Omaha Police Chief Alex Hayes, Mayor Jim Suttle and community leaders said efforts to combat violence are working — though slowly — and used a press conference Tuesday at the Omaha Police Department to highlight the need for more action.
Their message: More people need to get involved in their neighborhoods and work with police to suppress crime.
"We still have a lot of work to do, but we're making progress," Hayes said.
He did not go into specifics on the recent spate of shooting deaths, but Capt. Kerry Neumann of the northeast precinct said they were not random.
"People aren't randomly getting killed," he said. "More often than not there's a connection."
The same is true of most homicides, he said.
Neumann said he analyzes crime statistics and deploys additional resources to areas needing them.

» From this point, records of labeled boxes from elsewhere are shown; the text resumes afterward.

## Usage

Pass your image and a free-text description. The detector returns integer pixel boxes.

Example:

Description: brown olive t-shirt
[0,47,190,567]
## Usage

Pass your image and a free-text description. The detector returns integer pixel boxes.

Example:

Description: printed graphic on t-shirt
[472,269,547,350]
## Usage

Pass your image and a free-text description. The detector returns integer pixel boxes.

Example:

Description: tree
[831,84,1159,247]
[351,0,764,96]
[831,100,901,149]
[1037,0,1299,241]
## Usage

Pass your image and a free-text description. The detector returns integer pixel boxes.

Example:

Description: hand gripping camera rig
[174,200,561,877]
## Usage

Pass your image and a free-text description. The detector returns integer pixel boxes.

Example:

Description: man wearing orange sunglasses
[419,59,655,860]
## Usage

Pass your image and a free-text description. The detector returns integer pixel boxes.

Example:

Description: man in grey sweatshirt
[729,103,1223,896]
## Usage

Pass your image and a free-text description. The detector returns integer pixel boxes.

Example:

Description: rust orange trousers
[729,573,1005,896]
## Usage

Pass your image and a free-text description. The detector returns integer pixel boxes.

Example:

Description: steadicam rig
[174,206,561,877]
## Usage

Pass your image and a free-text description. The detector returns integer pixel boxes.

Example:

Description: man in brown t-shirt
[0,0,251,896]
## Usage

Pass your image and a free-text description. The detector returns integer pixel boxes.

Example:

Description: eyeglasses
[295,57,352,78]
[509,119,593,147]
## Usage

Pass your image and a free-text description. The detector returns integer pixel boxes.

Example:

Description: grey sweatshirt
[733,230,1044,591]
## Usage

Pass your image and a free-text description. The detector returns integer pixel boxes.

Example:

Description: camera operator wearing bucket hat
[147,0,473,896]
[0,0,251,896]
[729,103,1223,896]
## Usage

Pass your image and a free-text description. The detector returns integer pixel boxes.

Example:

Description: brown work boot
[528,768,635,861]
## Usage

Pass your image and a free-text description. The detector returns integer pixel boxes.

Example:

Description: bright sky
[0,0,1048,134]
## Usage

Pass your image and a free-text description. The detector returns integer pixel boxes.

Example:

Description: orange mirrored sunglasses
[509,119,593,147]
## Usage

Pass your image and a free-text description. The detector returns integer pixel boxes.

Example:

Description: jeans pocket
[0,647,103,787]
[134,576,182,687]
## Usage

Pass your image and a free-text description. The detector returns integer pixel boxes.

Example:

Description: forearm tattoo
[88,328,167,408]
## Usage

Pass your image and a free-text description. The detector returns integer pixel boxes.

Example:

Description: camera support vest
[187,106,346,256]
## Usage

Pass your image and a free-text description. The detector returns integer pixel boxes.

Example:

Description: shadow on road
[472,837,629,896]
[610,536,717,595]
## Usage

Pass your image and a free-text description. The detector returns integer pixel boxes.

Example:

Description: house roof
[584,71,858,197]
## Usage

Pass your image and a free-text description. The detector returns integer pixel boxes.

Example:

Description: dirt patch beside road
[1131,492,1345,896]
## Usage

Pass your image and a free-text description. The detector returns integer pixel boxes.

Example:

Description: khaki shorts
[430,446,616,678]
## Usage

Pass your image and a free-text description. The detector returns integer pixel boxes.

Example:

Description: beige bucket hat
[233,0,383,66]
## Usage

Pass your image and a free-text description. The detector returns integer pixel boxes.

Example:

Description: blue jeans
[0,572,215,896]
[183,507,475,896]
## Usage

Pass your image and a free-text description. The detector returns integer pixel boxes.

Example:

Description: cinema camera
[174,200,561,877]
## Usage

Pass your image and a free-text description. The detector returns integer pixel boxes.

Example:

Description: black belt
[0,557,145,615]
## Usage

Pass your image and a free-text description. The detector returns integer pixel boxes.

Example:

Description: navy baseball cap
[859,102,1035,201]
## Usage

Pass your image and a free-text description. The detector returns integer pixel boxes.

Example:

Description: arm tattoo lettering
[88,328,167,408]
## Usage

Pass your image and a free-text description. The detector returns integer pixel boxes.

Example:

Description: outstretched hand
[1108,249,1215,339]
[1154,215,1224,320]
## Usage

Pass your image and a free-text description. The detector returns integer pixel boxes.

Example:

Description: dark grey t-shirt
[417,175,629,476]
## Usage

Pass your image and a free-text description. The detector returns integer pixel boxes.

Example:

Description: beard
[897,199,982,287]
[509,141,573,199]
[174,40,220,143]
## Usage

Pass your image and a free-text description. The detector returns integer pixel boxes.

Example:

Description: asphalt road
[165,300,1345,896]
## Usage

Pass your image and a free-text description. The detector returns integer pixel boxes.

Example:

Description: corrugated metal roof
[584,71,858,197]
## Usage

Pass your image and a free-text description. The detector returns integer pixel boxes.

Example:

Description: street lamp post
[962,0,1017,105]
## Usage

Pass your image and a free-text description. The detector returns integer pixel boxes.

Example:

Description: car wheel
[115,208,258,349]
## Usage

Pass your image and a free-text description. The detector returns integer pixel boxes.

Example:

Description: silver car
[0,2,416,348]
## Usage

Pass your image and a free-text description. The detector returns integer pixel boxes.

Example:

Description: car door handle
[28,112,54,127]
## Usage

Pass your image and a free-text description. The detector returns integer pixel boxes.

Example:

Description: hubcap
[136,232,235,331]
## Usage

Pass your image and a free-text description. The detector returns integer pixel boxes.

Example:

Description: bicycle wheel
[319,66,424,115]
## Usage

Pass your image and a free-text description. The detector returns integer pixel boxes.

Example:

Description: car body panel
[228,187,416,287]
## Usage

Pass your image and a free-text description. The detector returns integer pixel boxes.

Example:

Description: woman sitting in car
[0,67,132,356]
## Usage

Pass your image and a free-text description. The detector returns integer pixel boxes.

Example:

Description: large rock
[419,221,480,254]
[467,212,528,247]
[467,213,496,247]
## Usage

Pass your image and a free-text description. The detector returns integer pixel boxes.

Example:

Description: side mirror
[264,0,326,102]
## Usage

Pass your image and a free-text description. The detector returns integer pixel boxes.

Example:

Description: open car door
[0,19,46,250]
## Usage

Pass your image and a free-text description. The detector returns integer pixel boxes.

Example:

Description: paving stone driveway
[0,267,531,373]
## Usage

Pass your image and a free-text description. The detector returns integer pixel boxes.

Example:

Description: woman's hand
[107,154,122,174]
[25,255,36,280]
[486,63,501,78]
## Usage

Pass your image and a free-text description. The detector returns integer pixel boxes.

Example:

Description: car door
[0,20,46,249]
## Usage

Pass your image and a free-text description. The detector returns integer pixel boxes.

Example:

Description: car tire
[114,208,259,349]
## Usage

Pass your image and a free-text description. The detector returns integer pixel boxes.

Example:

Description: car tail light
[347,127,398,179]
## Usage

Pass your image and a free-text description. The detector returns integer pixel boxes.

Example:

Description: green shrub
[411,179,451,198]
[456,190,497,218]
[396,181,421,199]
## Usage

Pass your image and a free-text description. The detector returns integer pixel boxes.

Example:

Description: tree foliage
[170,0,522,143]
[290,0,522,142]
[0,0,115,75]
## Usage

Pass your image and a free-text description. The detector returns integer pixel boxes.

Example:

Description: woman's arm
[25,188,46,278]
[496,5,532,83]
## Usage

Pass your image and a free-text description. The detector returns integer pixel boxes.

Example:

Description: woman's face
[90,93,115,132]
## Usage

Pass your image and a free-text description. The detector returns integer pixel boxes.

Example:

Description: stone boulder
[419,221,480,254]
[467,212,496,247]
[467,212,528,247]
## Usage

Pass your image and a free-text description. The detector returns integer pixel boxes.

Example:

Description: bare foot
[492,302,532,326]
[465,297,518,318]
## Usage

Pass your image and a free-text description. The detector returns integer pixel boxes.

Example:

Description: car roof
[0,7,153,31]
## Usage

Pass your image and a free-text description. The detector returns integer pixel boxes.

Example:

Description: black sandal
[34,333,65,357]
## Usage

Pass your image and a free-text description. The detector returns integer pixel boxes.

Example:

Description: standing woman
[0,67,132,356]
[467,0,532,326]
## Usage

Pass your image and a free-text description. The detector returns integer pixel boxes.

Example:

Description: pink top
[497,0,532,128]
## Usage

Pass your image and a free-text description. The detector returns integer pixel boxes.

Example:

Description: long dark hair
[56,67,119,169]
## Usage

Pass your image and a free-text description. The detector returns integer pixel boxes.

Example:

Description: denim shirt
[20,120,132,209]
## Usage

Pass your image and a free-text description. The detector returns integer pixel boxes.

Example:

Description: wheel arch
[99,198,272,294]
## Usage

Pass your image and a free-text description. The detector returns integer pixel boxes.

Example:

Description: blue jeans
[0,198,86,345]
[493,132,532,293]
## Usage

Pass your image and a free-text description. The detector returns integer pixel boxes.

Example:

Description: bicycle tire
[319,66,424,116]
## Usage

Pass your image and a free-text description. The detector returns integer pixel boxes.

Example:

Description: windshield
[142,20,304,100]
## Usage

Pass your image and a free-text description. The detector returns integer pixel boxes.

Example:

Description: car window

"We send out patrols, officers that will be visible, so when someone drives through contemplating a gun crime, they'll see us and re-evaluate," he said.
Both Neumann and Willie Barney, president of the Empowerment Network, stressed the importance of having residents working in partnership with the Police Department.
Police and community organizations have seen a decrease in crime in neighborhoods where residents are cooperative. "We see results when we all work together," Barney said.
Statistics also show that areas with high unemployment are more prone to more crime and gang activities, he said.
"In Omaha, when young people are working, the crime goes down," said Omaha City Councilman Ben Gray, whose district includes north Omaha.
Mayor Jim Suttle vowed to work with the business community to make jobs available in the city's underemployed areas.
Suttle called the number of shootings "unacceptable" and urged people to turn in firearms during the Police Department's no-questions-asked gun amnesty event on Saturday.